Saturday night, Jane’s Addiction, featuring original members Perry Farrell, Dave Navarro and Stephen Perkins, let loose its supercharged hybrid of rock and punk at the Altar Stage, the festival’s biggest performance space. A correspondingly large crowd stood in the soggy, muddy field facing the stage.

The roar made by Jane’s Addiction could be heard all the way to the Carnival Stage, where one of music’s most influential figures was preparing to perform, Fortunately, Jane’s Addiction stopped in time for John Lydon and his post-Sex Pistols band, Public Image Ltd., to start their hour-long set of powerfully throbbing, droning, trance-like post-punk music.

Public Image Ltd. drew a much smaller crowd than Jane’s Addiction, but the audience packed itself close to the stage, cheering approval for Lydon and PiL. The PiL lineup features veteran members Lu Edmonds, guitar and saz (a lute-like Turkish instrument); drummer Bruce Smith; and Scott Firth, bassist since 2009.

In his songs, the dressed-in-stripes Lydon played dual roles of comic and enraged social critic.
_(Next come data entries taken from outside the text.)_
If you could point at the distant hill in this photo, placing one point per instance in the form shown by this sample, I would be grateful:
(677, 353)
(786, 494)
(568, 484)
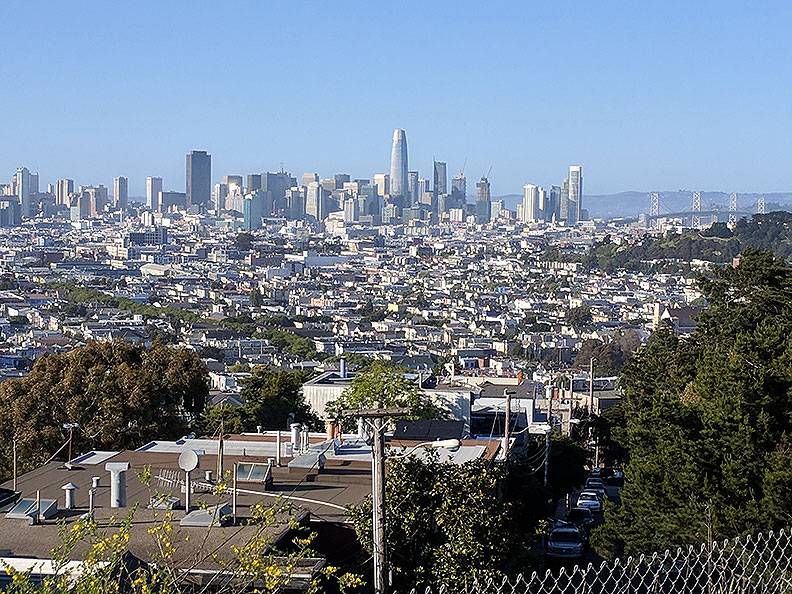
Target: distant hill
(632, 203)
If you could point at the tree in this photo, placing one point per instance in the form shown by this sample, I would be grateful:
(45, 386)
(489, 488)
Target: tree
(243, 242)
(708, 419)
(120, 394)
(578, 317)
(449, 524)
(272, 399)
(384, 384)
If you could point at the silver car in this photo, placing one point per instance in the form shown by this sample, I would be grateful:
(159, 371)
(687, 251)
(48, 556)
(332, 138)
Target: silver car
(565, 542)
(590, 500)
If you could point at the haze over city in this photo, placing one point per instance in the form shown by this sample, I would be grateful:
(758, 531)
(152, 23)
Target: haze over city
(633, 92)
(395, 298)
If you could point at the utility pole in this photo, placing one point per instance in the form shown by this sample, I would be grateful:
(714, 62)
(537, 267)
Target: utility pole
(547, 455)
(507, 429)
(14, 455)
(376, 418)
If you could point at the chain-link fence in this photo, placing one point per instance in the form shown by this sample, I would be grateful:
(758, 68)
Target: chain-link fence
(757, 564)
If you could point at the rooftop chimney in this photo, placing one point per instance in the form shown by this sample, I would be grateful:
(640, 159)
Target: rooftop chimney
(69, 488)
(295, 427)
(117, 472)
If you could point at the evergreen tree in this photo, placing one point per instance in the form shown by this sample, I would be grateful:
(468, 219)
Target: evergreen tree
(708, 418)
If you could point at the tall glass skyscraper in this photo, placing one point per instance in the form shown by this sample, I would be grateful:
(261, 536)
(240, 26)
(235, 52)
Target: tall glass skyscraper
(576, 190)
(399, 183)
(199, 178)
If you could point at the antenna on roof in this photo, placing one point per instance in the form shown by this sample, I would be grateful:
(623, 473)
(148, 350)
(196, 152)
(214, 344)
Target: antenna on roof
(188, 461)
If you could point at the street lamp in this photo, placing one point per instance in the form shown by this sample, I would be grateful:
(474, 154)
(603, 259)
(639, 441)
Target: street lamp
(545, 429)
(71, 427)
(376, 417)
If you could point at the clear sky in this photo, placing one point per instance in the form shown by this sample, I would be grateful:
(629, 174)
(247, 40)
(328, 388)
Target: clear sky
(645, 95)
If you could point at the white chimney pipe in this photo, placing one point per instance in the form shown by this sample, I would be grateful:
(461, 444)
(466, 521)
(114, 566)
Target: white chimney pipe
(69, 489)
(295, 428)
(117, 472)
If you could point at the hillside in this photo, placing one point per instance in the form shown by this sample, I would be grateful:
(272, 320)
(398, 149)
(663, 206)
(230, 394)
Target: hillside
(719, 244)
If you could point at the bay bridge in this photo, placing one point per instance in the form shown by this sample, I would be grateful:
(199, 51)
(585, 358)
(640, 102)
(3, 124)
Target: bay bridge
(698, 216)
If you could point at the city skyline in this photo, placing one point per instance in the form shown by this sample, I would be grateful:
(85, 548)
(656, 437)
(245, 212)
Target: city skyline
(625, 96)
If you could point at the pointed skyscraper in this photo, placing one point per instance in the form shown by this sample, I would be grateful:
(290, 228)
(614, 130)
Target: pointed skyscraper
(399, 183)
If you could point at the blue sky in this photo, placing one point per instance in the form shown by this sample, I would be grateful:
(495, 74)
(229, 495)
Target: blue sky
(645, 95)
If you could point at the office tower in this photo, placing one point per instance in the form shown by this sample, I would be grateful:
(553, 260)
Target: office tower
(22, 188)
(399, 164)
(10, 212)
(166, 200)
(63, 188)
(308, 178)
(553, 204)
(368, 201)
(153, 188)
(382, 183)
(564, 205)
(199, 178)
(496, 210)
(483, 200)
(219, 195)
(440, 178)
(80, 205)
(390, 214)
(253, 210)
(94, 201)
(295, 204)
(120, 192)
(530, 203)
(576, 189)
(254, 182)
(340, 179)
(351, 210)
(277, 184)
(412, 186)
(315, 201)
(234, 183)
(459, 189)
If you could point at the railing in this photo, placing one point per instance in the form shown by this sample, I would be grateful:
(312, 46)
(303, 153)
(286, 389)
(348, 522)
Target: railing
(754, 564)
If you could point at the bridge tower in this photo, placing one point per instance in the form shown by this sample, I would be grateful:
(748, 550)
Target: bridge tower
(695, 220)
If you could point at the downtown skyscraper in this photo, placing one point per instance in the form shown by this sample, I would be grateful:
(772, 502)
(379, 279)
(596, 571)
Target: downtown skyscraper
(398, 180)
(575, 192)
(199, 178)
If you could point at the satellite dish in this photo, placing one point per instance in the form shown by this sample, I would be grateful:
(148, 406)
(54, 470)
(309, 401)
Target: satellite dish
(188, 460)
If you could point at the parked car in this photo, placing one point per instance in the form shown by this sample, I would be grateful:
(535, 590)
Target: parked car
(581, 517)
(598, 486)
(565, 542)
(590, 500)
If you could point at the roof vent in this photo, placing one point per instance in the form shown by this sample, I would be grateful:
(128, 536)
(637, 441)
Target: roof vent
(69, 489)
(117, 472)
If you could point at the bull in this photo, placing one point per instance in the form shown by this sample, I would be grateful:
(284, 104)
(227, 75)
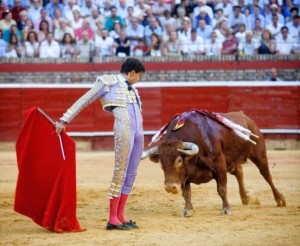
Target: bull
(200, 146)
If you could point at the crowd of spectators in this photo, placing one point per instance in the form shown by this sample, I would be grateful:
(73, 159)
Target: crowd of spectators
(101, 28)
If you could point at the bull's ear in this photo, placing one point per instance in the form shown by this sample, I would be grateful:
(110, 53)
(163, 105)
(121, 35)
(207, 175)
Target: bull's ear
(154, 157)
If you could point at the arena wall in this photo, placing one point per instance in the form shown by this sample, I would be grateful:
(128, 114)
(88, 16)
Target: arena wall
(275, 107)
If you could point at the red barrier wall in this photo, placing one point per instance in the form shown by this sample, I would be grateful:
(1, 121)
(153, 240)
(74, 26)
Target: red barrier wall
(271, 107)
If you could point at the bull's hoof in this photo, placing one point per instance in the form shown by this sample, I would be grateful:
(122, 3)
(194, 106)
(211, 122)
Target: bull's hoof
(246, 200)
(226, 211)
(281, 201)
(188, 212)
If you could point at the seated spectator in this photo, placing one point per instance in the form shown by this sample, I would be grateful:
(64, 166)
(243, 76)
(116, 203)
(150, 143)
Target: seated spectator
(184, 33)
(267, 45)
(248, 46)
(140, 9)
(141, 49)
(194, 46)
(158, 9)
(86, 46)
(287, 10)
(44, 17)
(166, 32)
(204, 30)
(251, 19)
(34, 11)
(213, 47)
(68, 46)
(173, 46)
(31, 46)
(202, 16)
(186, 5)
(218, 18)
(221, 31)
(241, 34)
(23, 18)
(181, 18)
(135, 31)
(122, 45)
(155, 48)
(68, 10)
(274, 10)
(122, 9)
(27, 28)
(285, 44)
(57, 17)
(63, 28)
(52, 6)
(274, 75)
(3, 45)
(109, 23)
(49, 48)
(115, 33)
(77, 20)
(104, 44)
(43, 30)
(230, 45)
(168, 19)
(7, 21)
(257, 30)
(236, 19)
(85, 27)
(16, 10)
(13, 49)
(202, 6)
(87, 8)
(225, 6)
(275, 26)
(294, 27)
(95, 17)
(153, 27)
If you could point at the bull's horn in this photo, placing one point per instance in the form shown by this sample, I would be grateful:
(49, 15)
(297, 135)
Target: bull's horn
(189, 148)
(149, 152)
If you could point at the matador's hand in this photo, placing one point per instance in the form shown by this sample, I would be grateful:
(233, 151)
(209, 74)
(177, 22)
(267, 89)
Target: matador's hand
(59, 127)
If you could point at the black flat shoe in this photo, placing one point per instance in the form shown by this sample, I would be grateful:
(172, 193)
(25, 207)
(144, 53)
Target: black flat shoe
(131, 224)
(123, 227)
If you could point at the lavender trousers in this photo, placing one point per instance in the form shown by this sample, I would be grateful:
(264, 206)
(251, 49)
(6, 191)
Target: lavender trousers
(129, 141)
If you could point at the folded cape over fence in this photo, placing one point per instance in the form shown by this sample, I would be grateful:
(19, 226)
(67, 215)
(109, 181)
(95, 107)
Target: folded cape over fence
(46, 185)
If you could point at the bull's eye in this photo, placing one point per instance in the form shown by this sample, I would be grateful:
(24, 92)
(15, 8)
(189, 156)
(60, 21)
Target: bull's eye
(178, 162)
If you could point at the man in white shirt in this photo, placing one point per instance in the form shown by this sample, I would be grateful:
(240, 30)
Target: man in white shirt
(34, 11)
(248, 46)
(49, 48)
(213, 47)
(275, 26)
(193, 46)
(134, 31)
(202, 6)
(104, 44)
(285, 44)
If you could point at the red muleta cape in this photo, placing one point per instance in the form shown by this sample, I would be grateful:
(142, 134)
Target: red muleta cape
(46, 185)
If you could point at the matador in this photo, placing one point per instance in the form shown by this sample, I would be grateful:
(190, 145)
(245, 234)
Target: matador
(117, 95)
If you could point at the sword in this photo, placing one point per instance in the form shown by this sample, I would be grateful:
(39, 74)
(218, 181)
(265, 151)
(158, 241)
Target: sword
(59, 136)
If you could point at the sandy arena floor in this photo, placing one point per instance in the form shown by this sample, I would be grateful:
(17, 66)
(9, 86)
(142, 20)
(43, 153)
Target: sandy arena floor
(159, 214)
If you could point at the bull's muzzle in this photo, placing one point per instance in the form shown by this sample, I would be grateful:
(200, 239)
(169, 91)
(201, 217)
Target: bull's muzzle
(172, 188)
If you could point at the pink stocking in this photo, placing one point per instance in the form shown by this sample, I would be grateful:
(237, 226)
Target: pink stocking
(123, 200)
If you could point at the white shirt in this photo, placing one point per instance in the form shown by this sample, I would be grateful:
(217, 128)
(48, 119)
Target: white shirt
(193, 46)
(104, 47)
(49, 50)
(212, 49)
(285, 46)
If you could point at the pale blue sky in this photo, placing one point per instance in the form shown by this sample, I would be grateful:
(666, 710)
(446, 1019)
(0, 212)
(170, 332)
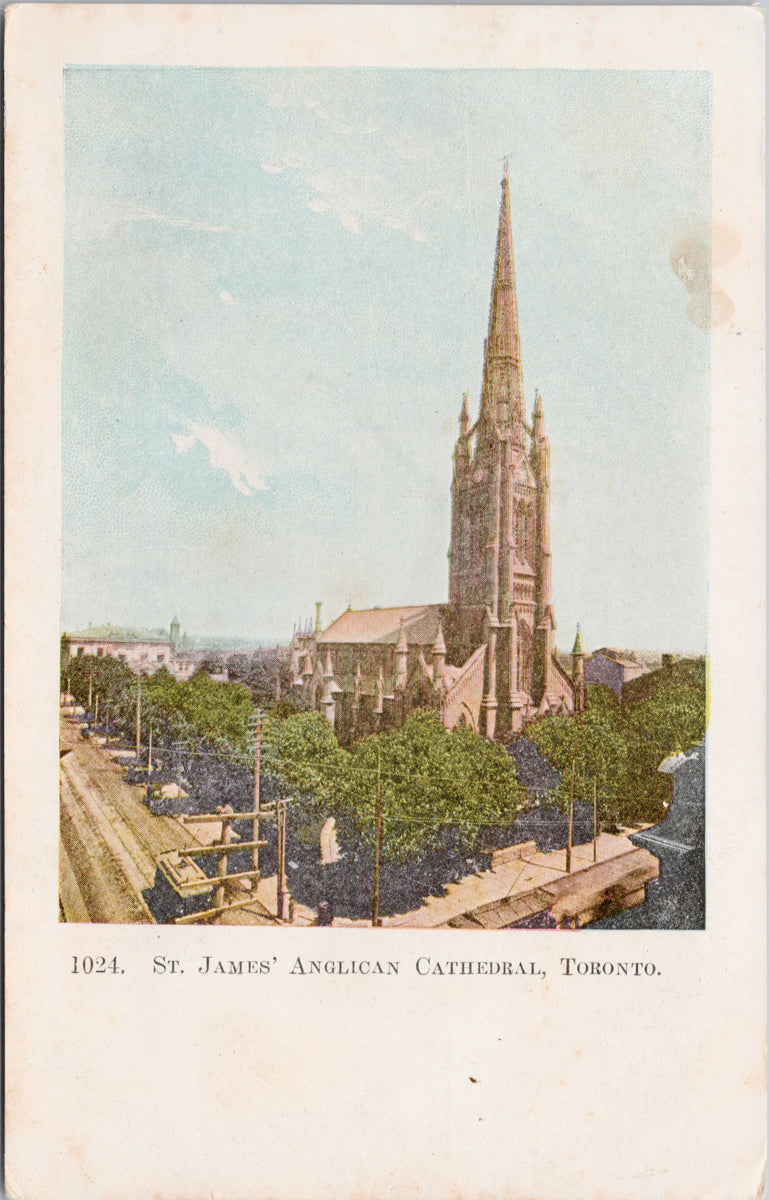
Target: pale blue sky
(276, 291)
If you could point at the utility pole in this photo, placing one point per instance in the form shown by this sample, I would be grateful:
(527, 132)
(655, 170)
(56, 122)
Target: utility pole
(374, 915)
(282, 882)
(257, 772)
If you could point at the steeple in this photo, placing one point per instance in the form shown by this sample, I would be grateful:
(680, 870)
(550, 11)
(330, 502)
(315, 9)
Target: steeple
(464, 417)
(462, 449)
(503, 387)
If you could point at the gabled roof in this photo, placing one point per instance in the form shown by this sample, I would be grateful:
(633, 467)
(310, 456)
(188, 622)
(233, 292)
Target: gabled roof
(383, 625)
(618, 657)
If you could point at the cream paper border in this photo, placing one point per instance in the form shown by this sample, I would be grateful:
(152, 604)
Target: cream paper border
(283, 1089)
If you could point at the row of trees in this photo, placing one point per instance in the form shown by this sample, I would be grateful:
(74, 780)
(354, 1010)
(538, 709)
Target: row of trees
(444, 795)
(428, 778)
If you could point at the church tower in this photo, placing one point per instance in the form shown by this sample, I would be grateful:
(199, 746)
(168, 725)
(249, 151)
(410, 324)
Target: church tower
(499, 579)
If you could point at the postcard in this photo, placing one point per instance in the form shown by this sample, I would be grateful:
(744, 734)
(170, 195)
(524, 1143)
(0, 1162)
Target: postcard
(386, 563)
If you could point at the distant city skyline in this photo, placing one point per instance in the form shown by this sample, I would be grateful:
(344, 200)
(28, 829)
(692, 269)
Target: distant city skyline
(276, 292)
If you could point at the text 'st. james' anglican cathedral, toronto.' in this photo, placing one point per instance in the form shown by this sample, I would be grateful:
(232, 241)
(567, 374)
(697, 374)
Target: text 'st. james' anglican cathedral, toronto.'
(486, 658)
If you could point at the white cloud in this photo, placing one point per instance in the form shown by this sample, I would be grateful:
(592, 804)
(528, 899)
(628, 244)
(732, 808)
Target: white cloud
(184, 442)
(143, 214)
(224, 454)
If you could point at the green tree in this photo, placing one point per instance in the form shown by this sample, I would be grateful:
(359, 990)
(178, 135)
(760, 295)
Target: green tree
(431, 780)
(671, 721)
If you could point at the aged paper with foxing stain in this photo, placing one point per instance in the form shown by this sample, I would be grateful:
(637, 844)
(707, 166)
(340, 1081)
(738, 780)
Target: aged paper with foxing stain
(248, 256)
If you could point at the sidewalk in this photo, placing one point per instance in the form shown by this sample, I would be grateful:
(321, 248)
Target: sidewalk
(510, 880)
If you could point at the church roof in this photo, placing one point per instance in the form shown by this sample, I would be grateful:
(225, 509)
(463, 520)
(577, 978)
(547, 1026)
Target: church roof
(383, 625)
(618, 657)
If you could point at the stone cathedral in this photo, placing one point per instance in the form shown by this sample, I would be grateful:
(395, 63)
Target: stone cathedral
(486, 658)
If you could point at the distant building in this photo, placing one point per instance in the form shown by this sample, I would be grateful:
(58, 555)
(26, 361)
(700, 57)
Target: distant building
(612, 669)
(144, 654)
(486, 658)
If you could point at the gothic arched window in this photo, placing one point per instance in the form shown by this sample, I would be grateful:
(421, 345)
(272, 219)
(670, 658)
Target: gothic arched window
(526, 658)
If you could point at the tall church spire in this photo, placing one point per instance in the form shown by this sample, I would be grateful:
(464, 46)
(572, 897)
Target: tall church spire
(503, 387)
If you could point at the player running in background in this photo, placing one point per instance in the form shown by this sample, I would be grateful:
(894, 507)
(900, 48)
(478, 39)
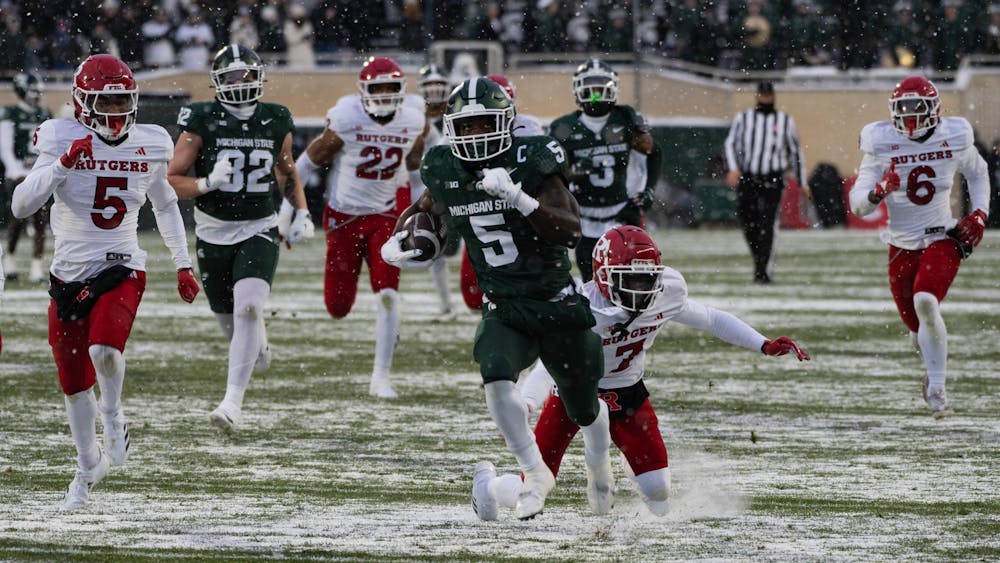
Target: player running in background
(605, 142)
(100, 168)
(239, 148)
(370, 139)
(507, 199)
(633, 295)
(910, 163)
(17, 124)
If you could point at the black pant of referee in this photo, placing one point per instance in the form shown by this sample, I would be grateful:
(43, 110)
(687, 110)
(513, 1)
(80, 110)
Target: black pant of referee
(758, 198)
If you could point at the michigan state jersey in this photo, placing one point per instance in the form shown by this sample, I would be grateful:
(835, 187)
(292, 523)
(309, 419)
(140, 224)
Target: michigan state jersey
(251, 145)
(601, 158)
(509, 257)
(22, 125)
He wailed his lyrics distinctively and rolled his Rs prodigiously.

PiL played songs from its 2014 album, such as “Double Trouble,” Lydon’s rap-rant about plumbing gone wrong. Also “Know Know,” in which he furiously insists his need to “not know you!” In “Bettie Page,” another new song, Lydon lionized the classic American nude model, to the point of bestowing revolutionary status.

PiL also offered full-on versions of its classics. Lydon raged through the band’s biggest hit, 1983’s “This Is Not a Love Song,” as Edmonds and Firth played the song’s killer, wonderfully simple riff. “Swan Lake,” from 1979, featured the spooky riff that PiL lifted from Tchaikovsky’s ballet of the same name. It was a great choice for Halloween night at Voodoo Experience, in no small part because “Swan Lake” is the theme for the 1931 horror movie classic, “Dracula.”

“I think we can squeeze one more in,” Lydon announced minutes before heavy-metal icon Ozzy Osbourne started his 9:30 p.m. show at the Altar Stage, the music from which would obviously bleed into the Carnival Stage area. “Let’s began as quickly as we can,” Lydon instructed his PiL men.

Lydon, who’s described himself as an Irish folk singer, bid adieu with the Celtic-sounding anthem, “Rise.” Uplifting counterpoint to the negativity associated with the Sex Pistols and the thousands of punk bands that followed, “Rise” is a song of hope.

“May the road rise with you,” Lydon repeated throughout the song’s chorus. Good wishes, indeed, on a rainy night that got rainier still.